The CRISPR-Cas9 gene editing approach was found to protect against ischemia/reperfusion injury in a mouse study.
However, most gene editing strategies focus on correcting specific genetic mutations that occur only in a small proportion of patients and often before the onset of disease.
Gene therapy for cardiovascular disease
Broader applications of this approach remain limited. Here, Simon Lebeck, Eric Olson and colleagues present a CRISPR-Cas9 gene editing therapy that can be used to treat a range of heart disease patients. Ischemia/reperfusion (IR) injury is a type of tissue damage that occurs after a variety of cardiovascular injuries, including stroke and heart attack.

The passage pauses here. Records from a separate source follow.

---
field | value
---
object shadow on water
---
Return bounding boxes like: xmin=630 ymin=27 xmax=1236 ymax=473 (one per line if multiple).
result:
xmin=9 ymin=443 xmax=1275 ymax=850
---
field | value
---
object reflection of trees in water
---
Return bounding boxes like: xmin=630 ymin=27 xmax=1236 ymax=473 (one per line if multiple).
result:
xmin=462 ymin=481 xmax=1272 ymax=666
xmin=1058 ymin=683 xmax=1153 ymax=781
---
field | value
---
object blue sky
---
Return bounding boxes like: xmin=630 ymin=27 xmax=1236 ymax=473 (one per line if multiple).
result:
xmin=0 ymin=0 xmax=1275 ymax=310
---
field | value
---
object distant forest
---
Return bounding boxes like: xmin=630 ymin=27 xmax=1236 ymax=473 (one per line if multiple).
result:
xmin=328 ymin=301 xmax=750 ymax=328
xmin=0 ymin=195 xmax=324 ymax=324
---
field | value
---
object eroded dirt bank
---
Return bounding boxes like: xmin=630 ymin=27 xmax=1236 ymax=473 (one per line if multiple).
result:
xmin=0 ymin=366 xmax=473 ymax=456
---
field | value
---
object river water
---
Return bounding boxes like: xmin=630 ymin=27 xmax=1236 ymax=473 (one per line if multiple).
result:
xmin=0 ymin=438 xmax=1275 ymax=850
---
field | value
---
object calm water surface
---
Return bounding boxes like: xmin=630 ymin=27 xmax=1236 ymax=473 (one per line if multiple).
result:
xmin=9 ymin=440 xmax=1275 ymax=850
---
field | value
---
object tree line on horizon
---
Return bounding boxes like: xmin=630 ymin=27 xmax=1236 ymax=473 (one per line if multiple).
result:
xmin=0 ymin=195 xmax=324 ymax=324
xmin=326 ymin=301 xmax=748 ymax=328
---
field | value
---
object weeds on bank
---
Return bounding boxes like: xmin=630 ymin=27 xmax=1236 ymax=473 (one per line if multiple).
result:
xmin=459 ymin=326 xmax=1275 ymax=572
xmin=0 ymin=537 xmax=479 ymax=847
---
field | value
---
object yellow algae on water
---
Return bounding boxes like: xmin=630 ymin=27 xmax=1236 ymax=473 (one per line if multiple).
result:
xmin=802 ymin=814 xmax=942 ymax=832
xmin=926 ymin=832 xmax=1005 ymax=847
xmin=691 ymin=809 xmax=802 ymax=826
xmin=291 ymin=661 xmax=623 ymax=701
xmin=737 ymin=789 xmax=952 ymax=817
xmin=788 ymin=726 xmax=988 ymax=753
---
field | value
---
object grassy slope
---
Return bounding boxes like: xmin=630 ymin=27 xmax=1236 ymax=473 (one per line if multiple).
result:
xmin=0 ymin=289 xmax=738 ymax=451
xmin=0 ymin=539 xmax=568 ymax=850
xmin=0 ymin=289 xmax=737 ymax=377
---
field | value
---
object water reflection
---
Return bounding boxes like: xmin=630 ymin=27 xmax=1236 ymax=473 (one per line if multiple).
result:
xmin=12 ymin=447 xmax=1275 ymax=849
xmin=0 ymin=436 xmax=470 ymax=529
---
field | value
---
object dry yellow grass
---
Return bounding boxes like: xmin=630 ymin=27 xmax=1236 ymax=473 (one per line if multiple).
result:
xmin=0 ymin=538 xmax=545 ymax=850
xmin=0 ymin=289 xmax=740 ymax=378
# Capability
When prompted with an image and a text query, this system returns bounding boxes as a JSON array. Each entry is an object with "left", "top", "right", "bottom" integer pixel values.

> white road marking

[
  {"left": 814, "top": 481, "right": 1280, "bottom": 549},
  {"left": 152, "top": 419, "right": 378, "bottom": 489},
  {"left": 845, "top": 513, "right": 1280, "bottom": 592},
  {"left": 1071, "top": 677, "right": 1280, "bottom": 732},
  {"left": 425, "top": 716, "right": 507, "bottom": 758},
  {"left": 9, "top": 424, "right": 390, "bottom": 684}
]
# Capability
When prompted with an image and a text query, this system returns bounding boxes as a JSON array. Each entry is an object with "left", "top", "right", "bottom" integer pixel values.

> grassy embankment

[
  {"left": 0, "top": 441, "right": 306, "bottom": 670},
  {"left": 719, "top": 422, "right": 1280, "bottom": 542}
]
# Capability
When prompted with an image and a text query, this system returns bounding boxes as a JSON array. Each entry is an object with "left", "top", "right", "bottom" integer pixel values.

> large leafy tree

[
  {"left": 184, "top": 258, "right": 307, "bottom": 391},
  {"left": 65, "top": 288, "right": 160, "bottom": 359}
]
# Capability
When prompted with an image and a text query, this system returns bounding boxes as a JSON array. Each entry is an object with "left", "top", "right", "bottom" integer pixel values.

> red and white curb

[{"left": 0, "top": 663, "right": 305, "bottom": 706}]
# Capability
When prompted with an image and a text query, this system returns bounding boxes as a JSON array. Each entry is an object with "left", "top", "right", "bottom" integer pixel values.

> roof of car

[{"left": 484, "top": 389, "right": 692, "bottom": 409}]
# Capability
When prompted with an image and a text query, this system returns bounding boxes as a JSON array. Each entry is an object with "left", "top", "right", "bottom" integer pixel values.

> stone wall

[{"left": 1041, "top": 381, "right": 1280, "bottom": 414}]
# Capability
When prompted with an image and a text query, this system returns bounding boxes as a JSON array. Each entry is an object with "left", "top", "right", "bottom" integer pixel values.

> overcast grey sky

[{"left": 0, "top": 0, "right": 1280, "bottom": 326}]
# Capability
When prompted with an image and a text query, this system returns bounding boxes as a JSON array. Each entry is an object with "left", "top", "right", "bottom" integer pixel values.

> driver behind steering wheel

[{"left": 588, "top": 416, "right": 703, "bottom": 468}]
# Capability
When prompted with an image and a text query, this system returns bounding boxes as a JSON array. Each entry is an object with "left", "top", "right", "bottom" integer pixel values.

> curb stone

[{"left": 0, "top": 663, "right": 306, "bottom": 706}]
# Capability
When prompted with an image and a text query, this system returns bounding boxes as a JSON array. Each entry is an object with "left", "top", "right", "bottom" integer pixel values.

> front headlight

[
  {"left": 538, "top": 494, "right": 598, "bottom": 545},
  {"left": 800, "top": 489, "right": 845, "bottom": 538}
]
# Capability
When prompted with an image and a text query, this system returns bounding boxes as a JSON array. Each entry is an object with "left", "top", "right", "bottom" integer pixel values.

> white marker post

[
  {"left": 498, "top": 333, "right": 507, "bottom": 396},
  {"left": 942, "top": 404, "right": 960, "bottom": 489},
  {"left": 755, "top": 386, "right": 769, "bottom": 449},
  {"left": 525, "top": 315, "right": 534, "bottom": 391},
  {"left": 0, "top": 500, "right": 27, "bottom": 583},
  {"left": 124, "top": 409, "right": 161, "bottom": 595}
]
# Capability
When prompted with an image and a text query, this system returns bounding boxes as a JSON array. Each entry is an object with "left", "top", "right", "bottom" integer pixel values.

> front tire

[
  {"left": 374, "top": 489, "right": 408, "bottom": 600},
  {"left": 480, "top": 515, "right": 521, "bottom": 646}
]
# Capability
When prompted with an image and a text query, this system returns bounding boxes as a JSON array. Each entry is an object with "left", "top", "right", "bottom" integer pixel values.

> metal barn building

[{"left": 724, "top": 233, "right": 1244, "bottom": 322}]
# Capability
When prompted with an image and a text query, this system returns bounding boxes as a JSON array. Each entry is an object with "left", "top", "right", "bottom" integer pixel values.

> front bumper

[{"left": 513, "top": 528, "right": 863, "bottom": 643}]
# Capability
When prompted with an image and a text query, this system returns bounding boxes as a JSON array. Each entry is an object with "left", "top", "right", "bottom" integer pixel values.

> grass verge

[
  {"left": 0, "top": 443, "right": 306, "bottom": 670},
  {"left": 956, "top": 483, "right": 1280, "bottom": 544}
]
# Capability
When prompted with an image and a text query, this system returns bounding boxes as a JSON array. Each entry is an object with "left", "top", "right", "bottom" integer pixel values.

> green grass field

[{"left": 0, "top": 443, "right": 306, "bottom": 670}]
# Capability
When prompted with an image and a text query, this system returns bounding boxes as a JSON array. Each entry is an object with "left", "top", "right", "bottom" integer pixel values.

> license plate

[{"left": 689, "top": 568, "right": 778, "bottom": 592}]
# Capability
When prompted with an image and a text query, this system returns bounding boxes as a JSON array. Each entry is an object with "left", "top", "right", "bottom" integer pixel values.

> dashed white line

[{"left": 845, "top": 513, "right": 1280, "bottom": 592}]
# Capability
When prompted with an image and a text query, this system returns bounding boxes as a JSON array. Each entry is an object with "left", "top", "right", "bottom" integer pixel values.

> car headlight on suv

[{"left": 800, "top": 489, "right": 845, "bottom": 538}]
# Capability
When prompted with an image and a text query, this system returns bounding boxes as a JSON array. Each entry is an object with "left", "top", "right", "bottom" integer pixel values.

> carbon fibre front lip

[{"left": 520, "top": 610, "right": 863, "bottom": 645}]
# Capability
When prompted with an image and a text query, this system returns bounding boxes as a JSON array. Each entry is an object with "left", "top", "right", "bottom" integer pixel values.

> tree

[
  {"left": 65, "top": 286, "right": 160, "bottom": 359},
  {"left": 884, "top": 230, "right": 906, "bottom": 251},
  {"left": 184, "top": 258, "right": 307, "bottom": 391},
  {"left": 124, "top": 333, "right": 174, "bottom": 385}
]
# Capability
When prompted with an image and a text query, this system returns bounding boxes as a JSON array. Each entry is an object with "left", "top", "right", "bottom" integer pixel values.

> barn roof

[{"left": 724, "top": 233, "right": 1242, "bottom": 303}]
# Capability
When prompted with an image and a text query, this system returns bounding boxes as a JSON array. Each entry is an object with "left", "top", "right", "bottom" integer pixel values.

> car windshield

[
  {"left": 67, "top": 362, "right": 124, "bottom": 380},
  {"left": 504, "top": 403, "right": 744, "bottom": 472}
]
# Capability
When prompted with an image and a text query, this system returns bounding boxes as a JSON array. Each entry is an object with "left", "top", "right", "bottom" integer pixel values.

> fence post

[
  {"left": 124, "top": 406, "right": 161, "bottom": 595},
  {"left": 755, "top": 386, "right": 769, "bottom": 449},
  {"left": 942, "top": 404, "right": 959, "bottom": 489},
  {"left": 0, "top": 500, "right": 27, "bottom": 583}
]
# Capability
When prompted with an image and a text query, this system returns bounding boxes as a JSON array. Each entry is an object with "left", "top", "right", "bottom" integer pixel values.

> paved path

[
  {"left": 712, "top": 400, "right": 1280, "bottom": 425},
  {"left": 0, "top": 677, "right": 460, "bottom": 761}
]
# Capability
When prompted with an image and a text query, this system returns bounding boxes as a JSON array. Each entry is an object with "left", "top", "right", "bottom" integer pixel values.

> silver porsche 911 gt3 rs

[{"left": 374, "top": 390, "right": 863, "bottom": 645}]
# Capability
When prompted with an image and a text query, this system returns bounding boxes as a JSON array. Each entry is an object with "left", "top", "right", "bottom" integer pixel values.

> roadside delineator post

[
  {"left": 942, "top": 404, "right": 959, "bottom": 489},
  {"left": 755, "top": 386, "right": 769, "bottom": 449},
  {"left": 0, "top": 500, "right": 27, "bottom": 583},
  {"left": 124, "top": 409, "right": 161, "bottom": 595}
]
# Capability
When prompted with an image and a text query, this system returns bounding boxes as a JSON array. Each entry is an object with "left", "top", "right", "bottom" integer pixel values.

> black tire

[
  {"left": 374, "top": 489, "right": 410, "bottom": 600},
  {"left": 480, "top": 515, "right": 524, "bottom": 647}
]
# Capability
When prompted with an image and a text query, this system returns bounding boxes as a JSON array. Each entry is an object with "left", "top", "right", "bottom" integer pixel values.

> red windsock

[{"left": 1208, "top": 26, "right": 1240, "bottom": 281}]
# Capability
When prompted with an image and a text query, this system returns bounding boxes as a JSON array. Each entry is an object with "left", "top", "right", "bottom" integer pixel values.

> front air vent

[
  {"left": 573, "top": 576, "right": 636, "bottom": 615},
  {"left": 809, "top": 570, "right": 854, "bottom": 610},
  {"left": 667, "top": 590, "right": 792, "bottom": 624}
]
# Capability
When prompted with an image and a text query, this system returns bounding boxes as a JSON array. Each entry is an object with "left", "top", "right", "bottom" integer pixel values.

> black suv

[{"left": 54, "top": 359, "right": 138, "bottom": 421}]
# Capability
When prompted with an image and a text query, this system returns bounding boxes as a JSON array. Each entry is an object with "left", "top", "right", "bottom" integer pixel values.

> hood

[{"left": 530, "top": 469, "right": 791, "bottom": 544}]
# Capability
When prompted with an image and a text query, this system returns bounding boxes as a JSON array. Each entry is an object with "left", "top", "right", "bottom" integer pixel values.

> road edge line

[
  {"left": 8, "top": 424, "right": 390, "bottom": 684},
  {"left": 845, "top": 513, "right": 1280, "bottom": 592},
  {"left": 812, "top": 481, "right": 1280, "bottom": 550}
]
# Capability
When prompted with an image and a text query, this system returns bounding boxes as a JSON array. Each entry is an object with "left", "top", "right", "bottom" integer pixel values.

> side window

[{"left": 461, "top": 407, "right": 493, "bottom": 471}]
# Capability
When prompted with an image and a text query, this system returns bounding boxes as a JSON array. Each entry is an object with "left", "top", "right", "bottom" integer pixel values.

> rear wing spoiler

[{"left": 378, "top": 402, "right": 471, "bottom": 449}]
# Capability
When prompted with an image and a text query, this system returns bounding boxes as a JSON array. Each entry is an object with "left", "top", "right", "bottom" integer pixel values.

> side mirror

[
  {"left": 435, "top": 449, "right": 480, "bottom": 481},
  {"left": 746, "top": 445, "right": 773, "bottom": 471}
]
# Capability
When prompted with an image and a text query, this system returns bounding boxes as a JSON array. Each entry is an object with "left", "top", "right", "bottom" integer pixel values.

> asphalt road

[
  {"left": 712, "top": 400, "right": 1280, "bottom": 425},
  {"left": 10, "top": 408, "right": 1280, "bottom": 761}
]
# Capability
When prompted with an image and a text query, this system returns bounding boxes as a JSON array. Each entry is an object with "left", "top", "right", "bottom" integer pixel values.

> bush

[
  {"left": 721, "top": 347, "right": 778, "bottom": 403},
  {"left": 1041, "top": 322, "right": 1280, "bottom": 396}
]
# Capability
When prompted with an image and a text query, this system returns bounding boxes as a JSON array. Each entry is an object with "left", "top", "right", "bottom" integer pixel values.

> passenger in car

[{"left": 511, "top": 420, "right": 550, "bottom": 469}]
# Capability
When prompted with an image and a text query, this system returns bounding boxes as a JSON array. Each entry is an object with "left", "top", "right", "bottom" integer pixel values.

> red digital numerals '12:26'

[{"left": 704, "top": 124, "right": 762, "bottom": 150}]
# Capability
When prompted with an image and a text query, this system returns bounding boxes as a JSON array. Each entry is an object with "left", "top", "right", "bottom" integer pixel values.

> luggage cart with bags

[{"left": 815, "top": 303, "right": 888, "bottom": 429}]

Chronic overactivation of Ca2+/calmodulin-dependent protein kinase IIδ (CaMKIIδ) is known to induce several cardiac diseases in humans and mice, including IR injury.
Oxidation of methionine residues causes CaMKIIδ hyperactivation. Lebek et al. found that using CRISPR-Cas9 adenine base editing to eliminate oxidative activation sites of the CaMKIIδ gene in cardiomyocytes protected them from IR injury in mouse models. In addition, Lebek et al. found that injecting gene-editing reagents into mice immediately after IR injury allowed the animals to recover cardiac function after severe injury.